空港バスから眺める阪神間の景色に、ほっとしたのは初めてです。今まで、海外から帰って来たときも、東京から帰って来たときも、感じたことのない安堵感でした。
「ああ、関西は、まだまだ大都市圏でなくてよかった。」・・・・景色の中に高層ビルが林立していないのです。大阪の中心には、まとまってあるにはあるのですが、それにしても、東京のそれとは、まったく違う。

 ともかく、関西の田舎者には、威圧的にしか見えなかった高層ビル。家探しをしたような地域には、高層ビルが少ないとはいえ、都内全域にあるビルたち。コンクリートの塊たち。
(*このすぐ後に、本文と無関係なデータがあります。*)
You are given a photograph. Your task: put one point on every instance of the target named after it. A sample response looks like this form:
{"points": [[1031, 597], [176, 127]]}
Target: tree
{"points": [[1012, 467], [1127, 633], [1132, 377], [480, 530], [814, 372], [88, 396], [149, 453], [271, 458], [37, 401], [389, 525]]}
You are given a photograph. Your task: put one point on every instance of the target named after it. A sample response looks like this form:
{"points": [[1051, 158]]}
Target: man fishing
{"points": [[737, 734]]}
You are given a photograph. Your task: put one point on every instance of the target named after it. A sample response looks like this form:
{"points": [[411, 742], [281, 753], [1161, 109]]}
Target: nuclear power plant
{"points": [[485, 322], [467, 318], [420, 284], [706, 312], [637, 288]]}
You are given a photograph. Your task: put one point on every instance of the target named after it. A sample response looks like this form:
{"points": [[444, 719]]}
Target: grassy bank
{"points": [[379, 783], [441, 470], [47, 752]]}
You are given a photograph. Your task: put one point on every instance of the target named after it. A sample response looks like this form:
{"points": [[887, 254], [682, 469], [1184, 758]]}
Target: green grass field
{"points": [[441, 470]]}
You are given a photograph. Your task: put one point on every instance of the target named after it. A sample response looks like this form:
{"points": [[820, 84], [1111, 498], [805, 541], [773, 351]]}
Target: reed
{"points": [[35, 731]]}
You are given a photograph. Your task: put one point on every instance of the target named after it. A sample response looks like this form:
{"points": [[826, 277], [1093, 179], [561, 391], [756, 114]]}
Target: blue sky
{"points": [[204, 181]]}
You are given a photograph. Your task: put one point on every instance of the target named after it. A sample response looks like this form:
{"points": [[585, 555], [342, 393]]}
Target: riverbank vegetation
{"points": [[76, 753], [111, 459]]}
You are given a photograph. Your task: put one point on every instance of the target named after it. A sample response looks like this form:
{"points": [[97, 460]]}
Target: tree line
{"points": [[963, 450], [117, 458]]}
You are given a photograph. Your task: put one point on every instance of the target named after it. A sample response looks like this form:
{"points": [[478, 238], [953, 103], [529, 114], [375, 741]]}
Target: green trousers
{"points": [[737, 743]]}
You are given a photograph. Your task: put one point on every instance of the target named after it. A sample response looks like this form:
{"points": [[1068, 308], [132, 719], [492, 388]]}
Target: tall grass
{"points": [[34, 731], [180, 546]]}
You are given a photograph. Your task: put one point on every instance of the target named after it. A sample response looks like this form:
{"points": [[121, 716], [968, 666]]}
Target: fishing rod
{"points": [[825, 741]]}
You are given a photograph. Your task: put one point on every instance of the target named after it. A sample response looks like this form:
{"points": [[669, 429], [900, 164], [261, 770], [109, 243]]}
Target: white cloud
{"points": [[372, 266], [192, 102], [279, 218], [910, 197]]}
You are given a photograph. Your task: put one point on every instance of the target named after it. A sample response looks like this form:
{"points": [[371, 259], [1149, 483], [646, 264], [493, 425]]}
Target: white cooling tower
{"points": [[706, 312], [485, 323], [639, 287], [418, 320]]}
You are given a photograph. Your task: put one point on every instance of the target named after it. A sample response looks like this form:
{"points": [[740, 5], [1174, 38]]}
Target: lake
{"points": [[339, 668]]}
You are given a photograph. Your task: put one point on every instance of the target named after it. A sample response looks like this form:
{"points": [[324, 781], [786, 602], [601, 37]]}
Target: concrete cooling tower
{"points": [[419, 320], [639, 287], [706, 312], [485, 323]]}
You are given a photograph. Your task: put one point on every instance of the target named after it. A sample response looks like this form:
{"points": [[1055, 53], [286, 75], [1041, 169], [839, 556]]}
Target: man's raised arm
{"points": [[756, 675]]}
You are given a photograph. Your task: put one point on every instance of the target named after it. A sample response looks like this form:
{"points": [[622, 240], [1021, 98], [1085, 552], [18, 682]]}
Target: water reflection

 高層部から見るような綺麗な夜景、実は、道路沿いは暗いのですね。一階部分は、シャッターであったり、門だけであったり・・・自販機の明かりやコンビニの明かりだけが明るい。
 直線的な風景の中で空が見えにくい。空が鋭利に切り取られている。なだらかな丘や続く緑、丸みを帯びたものが恋しい。走り回る子どもたちの声が聞こえたらいいなぁ・・・

 いつもは、観光客の目で東京を見て来たのが、住民なら という目だったのでしょう。
 
 高村光太郎が「あどけない話」という詩で
≪智恵子は東京に空が無いといふ、  ほんとの空が見たいといふ・・・・≫(「智恵子抄」(新潮文庫)と書いたのは昭和3年のこと。深い意味では、違うのだろうけど、思い出してしまいました。
☆写真は、東京 両国国技館横。